Additional matters relied on at sentence
[20] The applicant has no other criminal history.
[21] A report was tendered at sentence from Dr Jonathan Mann, a psychiatrist, with experience in the treatment of sex offenders[11]. In Dr Mann’s opinion, the applicant has an obsessive-compulsive personality structure, and many of the signs and symptoms of an obsessive-compulsive personality disorder, although he did not meet the full diagnostic criteria for such a disorder. These personality traits appeared to have mellowed and become less distinct as the applicant has matured. Dr Mann did not diagnose paedophilia. He considered the applicant to represent “a very low risk of recidivism”[12].
[22] After the offending came to light, the applicant underwent psychological counselling on a monthly basis for about a year[13]. He also attended an addiction recovery programme run by his Church, directed to his compulsion to access pornography, over a period of about three years[14]. He was also “dis-fellowshipped” by his Church for a period of 12 months, which was said to mean in effect that he was ostracised[15].
[23] The applicant was a self-employed graphic designer. He and his wife have four children. A substantial number of supportive letters were tendered on his behalf at the sentence[16]. They spoke of the applicant’s good character; his devotion to his family; and his substantial contributions to his Church community.

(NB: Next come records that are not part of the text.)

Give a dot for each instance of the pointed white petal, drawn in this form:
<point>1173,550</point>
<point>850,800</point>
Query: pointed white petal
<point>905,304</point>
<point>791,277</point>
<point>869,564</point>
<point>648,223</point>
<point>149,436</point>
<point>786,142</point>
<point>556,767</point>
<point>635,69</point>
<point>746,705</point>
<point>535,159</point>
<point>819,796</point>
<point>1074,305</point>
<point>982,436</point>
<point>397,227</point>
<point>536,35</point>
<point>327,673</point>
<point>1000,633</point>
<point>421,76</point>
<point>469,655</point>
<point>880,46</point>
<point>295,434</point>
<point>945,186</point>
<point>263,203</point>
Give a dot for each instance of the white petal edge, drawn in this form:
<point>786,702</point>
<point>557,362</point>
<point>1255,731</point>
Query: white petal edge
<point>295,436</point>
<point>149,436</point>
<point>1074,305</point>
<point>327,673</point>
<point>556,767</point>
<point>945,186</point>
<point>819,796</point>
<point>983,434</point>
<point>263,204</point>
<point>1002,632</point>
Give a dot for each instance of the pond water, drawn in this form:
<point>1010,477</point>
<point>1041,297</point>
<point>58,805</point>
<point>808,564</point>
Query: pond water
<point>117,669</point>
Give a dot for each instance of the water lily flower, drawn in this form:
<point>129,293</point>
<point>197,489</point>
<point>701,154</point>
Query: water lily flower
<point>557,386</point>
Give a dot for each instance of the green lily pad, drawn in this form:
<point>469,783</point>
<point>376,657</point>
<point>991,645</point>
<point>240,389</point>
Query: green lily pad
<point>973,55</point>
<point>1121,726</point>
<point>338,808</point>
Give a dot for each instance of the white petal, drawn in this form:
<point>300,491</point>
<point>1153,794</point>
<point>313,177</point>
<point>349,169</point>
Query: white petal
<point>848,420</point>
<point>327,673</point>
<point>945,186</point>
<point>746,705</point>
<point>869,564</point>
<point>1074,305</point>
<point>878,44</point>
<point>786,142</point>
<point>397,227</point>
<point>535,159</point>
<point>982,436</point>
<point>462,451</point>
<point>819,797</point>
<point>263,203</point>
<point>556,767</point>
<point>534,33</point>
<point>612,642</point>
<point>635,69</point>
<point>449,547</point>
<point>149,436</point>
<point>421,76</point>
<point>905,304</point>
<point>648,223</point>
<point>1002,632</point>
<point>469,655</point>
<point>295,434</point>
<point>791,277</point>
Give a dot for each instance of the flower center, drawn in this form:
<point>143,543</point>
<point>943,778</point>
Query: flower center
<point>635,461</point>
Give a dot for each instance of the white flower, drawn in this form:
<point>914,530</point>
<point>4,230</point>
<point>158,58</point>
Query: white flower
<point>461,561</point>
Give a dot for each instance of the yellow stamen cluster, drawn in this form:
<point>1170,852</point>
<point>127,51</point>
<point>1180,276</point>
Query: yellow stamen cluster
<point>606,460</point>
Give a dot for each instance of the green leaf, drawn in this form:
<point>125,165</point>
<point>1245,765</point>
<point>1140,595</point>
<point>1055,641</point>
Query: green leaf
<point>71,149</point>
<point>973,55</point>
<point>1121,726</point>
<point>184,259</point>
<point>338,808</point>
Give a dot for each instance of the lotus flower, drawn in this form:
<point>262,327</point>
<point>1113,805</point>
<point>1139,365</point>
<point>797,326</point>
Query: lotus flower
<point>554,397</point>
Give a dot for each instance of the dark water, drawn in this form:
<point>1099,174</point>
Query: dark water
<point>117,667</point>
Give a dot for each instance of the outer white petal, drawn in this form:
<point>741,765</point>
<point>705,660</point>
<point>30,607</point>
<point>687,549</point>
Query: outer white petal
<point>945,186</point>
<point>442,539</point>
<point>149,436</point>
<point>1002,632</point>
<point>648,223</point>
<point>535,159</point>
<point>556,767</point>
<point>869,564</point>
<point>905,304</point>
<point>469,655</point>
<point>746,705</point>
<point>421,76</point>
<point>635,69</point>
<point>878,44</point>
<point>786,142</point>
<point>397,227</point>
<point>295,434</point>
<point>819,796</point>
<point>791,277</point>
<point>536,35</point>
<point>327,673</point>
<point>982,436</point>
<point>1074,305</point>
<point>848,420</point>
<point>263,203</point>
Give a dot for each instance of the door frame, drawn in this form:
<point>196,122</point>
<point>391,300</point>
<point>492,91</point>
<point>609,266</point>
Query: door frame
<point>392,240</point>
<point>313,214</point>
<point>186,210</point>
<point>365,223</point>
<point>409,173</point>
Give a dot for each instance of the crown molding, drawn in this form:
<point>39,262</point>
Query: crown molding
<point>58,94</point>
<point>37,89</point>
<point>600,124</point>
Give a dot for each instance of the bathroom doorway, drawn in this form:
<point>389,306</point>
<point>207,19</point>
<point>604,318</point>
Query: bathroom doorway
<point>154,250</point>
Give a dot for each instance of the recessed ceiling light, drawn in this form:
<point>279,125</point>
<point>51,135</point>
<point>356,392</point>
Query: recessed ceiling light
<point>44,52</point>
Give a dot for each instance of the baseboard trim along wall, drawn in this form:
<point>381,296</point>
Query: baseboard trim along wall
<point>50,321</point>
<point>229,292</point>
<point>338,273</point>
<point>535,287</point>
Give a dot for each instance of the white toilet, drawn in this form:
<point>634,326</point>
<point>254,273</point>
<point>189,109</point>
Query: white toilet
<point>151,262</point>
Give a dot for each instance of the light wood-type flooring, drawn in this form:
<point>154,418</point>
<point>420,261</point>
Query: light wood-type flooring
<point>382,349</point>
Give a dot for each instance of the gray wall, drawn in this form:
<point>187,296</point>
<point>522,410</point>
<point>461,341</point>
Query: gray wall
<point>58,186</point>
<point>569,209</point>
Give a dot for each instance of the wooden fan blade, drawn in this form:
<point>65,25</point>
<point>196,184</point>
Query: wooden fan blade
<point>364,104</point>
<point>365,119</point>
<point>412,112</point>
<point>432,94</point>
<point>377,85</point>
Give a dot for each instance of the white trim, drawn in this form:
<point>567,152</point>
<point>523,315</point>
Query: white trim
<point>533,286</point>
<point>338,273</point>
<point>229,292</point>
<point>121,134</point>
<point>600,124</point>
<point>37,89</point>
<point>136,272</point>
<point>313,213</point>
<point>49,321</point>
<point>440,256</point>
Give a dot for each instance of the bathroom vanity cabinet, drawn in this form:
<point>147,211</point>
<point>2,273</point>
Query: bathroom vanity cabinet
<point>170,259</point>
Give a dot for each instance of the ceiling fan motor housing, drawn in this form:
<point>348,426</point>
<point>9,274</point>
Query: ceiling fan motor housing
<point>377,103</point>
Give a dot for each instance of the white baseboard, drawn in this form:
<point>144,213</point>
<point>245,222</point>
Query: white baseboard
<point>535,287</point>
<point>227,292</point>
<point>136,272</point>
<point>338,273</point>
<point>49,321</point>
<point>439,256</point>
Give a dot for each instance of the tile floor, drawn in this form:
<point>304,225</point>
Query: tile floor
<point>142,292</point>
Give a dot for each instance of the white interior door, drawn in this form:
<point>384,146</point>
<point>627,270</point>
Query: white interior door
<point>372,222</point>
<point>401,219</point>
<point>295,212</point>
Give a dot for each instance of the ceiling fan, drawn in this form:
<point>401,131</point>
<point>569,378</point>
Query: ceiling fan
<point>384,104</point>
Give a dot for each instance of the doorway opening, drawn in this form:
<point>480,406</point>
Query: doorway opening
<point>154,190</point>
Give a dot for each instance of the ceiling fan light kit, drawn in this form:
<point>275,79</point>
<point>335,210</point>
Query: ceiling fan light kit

[24] The complainant, who was present at the sentence hearing, provided a victim impact statement[17]. She described how, as a result of the applicant’s conduct, she became frightened, anxious and nervous; and developed low self-esteem. She felt guilt about the abuse she had experienced. She has nightmares about people not believing her, and no one standing up to protect her. On occasion, her husband has had to stay home from work because of her distraught state. Early in the marriage, there were difficulties with some forms of touching by her husband, and there are still times where she experiences flashbacks. She also feels anger towards her parents for not protecting her. Although she and the applicant’s wife used to be very close, they have drifted apart. She has had some counselling.
Sentencing remarks
[25] The learned primary judge described the offending conduct. His Honour referred to the “hundreds, probably thousands” of photographs of the complainant between the ages of 12 and 16 years, setting out in some detail the descriptions of these photographs[18]. He noted the “devastating impact on the complainant” of the applicant’s conduct[19], and referred to other matters raised in the victim impact statement. He later said that the applicant had “violated (the complainant) in her bed on many, many occasions”[20]. He took into account the timely plea of guilty. He referred to s 9(6) of the Penalties and Sentences Act 1992 (Qld) (PS Act), which required him, when sentencing an offender for an offence of a sexual nature committed in relation to a child under 16 years of age, to have regard primarily to a number of matters, and in particular to the effect of the offending on the child, the child’s age, the nature of the offending, and the need to deter similar behaviour. He accepted the evidence of Dr Mann as to the very low risk of reoffending; and took into account the steps the applicant had taken with a view to self-rehabilitation, and the applicant’s remorse. He also referred to the letters, but considered that one underplayed the effect of the offending on the complainant. The learned sentencing judge said there was a general rule in cases such as this that the offender must spend time in prison[21]. He considered the applicant’s conduct involved a breach of trust. He stated that the delays between the offending and the prosecution of sentence were relevant, particularly by reason of the applicant’s rehabilitation. He considered the sentences were “the lowest I consider I can taking into account the factors I’ve referred to including delay”[22].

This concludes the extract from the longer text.